Los 40 están ahí

Tengo 37 años y hago ahora más ejercicio físico que nunca en mi vida. Como sano, o tan sano como se puede permitir un cubano promedio a golpes de malabares económicos y apoyado en un paladar que no hace ascos a nada. Veo bien, oigo bien, tengo buena dentadura, y salvo que estoy ya calvo, algún traicionero ataquito de sacrolumbalgia pasajero y la alergia disfrazada de coriza que trae el cambio de tiempo, me doy el lujo de asegurar que soy un tipo de buena salud.

La verdad es que siempre lo he sido, pero parafraseando a Benedetti: “…antes no me preocupaba por ninguna de esas cosas…”. Nada, que ya estoy llegando a los 40 y eso se siente. Y si te hicieras el chivo loco, la sociedad te lo recuerda. Te lo recuerda y es como si te acariciaran con un taser. ¿Cómo lo hace? Fácil: la gente en la calle te dice “señor”. Los concursos para gente joven (jóvenes escritores, jóvenes arquitectos, jóvenes coreógrafos) son hasta los 35. Te le quedas mirando a una muchacha y resulta ser la hija de una antigua novia tuya de la secundaria. ¿Hacen falta más ejemplos?

Tengo un amigo que ilustra su aceptación del salto generacional de regia manera: antes tú llegabas a una fiesta, con 18 años, derrochando optimismo por los cuatro costados, y le decías a un socio: “Tony, dime una mujer aquí en la fiesta, y ya verás como se pone para mí”. Veinte años después, llego a una fiesta, y lo que digo es: “Tony, hazme el favor y averigua a ver si hay alguien aquí puesto para mí”.

A los 20 años cometí y disfruté cientos de locuras. Que conste que no hablo de engancharme en las guaguas ni correr en bicicletas con motor, eso es de ahora, son los Cuban New Extreme Sports. No, yo digo locuras de la talla de irse una semana para el campismo popular Playa Amarilla, en lo más crudo del Período Especial. Piscina vacía, cafetería más vacía que la piscina, baños colectivos con agua recogida en tanques, donde por cierto, también abrevaban dos caballos, mosquitos XXL, costa de crudo y filoso diente de perro.
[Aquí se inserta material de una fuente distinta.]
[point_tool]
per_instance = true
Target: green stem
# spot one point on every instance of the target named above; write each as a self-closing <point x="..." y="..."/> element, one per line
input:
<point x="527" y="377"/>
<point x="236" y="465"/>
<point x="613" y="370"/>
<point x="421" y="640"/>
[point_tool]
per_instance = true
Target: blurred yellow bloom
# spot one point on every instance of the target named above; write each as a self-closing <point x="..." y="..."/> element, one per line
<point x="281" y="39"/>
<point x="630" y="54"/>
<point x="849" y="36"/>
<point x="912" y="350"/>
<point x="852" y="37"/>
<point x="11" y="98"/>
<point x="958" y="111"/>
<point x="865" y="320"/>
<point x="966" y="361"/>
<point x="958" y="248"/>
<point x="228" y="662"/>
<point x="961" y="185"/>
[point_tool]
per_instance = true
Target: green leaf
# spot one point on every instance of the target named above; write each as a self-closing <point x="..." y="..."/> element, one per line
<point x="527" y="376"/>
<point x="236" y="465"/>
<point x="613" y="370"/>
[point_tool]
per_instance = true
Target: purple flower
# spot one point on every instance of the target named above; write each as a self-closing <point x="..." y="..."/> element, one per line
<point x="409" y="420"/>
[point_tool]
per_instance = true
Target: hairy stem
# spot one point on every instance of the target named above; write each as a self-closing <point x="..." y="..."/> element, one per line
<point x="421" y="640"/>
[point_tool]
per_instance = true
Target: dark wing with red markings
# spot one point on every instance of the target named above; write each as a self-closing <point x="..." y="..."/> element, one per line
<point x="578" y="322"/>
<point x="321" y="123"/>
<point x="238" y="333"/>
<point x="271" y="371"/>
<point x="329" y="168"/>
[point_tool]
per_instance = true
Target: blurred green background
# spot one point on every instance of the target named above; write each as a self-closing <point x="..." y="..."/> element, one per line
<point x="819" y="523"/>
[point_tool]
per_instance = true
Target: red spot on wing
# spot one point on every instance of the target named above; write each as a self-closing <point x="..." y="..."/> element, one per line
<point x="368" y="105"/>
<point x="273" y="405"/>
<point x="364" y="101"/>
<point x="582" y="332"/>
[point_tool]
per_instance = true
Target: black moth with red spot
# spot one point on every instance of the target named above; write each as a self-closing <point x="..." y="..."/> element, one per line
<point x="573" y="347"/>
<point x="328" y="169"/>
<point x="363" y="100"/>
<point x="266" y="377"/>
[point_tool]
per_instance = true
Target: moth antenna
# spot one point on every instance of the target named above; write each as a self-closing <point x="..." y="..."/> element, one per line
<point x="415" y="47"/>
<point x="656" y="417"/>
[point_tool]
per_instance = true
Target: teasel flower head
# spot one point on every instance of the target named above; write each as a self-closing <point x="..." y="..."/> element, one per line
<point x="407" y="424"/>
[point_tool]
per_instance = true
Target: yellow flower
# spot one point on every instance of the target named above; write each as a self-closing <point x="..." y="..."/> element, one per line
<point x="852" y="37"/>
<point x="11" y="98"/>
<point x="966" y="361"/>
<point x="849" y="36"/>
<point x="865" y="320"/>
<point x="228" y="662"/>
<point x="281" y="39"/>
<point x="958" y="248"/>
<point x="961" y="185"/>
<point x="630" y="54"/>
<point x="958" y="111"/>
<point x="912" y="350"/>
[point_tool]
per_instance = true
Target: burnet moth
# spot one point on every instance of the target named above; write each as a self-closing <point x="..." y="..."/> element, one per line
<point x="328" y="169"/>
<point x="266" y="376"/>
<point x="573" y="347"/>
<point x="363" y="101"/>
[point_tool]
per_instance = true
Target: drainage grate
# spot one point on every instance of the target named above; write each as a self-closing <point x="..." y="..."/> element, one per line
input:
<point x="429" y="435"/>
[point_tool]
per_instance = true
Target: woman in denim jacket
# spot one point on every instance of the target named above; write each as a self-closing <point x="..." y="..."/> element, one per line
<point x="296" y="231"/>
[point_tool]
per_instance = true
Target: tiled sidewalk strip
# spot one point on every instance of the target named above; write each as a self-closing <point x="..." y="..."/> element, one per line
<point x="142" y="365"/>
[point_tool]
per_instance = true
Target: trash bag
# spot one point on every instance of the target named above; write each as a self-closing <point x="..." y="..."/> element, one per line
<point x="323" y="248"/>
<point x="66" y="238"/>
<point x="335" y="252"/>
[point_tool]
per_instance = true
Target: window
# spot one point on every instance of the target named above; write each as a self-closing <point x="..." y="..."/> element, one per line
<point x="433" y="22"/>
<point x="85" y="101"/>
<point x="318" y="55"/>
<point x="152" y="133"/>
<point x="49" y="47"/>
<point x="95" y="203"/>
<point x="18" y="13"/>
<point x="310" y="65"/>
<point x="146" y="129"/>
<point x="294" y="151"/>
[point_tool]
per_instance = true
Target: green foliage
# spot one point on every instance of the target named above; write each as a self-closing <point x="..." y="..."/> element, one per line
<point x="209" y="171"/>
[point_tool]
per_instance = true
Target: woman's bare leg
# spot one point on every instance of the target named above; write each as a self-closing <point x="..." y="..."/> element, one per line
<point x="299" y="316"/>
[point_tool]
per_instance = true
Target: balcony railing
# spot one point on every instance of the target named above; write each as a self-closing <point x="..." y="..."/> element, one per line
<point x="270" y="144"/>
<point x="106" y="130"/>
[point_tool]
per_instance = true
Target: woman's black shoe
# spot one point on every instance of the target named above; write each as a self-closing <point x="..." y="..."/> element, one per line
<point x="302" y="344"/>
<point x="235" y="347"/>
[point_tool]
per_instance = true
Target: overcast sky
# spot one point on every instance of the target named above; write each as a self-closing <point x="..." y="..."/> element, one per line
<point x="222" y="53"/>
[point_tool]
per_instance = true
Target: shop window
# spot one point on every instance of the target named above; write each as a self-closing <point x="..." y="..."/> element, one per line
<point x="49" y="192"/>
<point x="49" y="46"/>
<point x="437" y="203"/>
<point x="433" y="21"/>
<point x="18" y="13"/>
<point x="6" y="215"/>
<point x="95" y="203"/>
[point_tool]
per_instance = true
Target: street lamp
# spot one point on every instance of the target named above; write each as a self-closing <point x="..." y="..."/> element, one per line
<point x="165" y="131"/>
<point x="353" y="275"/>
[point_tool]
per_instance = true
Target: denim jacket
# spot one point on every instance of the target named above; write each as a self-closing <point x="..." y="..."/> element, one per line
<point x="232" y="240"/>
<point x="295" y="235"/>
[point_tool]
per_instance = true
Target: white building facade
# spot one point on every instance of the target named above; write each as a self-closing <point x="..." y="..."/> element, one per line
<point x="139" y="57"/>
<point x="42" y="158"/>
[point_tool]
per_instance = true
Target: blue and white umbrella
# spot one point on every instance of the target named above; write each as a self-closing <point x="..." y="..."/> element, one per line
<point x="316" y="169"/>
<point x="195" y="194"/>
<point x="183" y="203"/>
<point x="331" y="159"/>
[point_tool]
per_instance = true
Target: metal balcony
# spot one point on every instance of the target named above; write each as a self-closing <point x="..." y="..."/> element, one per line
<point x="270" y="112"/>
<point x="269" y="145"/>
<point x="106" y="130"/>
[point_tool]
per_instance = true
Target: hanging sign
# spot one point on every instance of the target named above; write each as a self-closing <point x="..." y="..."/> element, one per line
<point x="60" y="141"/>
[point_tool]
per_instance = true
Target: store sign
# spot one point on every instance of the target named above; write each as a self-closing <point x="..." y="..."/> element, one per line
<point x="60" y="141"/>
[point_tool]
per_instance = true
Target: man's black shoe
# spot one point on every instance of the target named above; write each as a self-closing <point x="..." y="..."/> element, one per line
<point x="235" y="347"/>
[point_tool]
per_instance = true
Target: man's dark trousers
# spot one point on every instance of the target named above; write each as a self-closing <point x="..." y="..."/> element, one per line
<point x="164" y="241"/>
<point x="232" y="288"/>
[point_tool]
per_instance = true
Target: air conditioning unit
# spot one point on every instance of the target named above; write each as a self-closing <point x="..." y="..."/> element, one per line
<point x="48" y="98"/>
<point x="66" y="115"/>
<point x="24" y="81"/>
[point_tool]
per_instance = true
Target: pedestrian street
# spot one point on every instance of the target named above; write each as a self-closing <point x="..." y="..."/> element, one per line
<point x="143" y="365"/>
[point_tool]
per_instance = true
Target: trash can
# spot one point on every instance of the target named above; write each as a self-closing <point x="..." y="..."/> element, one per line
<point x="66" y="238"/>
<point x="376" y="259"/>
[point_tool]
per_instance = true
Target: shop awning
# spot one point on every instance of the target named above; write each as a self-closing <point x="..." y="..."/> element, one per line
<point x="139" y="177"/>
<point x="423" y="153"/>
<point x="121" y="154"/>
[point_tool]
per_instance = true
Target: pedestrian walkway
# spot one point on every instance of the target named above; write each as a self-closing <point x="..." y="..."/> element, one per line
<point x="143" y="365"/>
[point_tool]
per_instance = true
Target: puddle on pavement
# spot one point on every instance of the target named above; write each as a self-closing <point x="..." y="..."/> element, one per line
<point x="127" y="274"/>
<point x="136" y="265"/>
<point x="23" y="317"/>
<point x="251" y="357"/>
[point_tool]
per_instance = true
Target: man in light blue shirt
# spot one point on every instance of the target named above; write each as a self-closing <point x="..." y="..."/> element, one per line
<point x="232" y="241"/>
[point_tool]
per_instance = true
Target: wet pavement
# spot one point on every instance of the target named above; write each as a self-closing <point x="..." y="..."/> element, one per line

Para que me entiendan, hace unos días me topé con un documental sobre los campos de concentración, y caramba, en mi subconsciente me descubrí tratando de localizar el mar en una vista aérea, porque aquello era calcado a Playa Amarilla.

Fui buscando diversión y la encontré, la pasé genial. Todos los calificativos que en mi pseudo madurez me sirven ahora para descalificar aquel trozo de litoral como lugar recreativo, eran ingredientes imprescindibles para mi aventura de hace más de veinte años. Yo hacía cualquier tontería de sopetón: jugar fútbol en terreno accidentado o pasarme el día entero nadando… y al otro día no me dolía nada. Era como si el cuerpo me lo agradeciera. Ahora si juego dominó y no caliento el hombro, la tiradera de fichas me trae una penita a la hora de acostarme.

Por otro lado, siento una suerte de oscura satisfacción cuando veo alguien de mi edad menos arrojado que yo, y en peor forma física. Estoy tratando de luchar contra ese mezquino detalle, ya les contaré si venzo. De momento: voy en bicicleta al trabajo, hago crossfit, me tomo el café con miel en vez de azúcar y me esfuerzo con la remolacha y la lechuga. Digo que sí a proyectos que se gestan en el aire cada vez que el trabajo me deja, y muchos de esos proyectos los invento yo mismo. Recuerdo mis 20 con alegría, porque los aproveché.

Así que ya ven, me estoy esforzando sin caer en el síndrome de Peter Pan. Si me vieran por la calle, no pido que me digan que me veo más joven. Me conformo con que aguanten las ganas de decirme “señor”.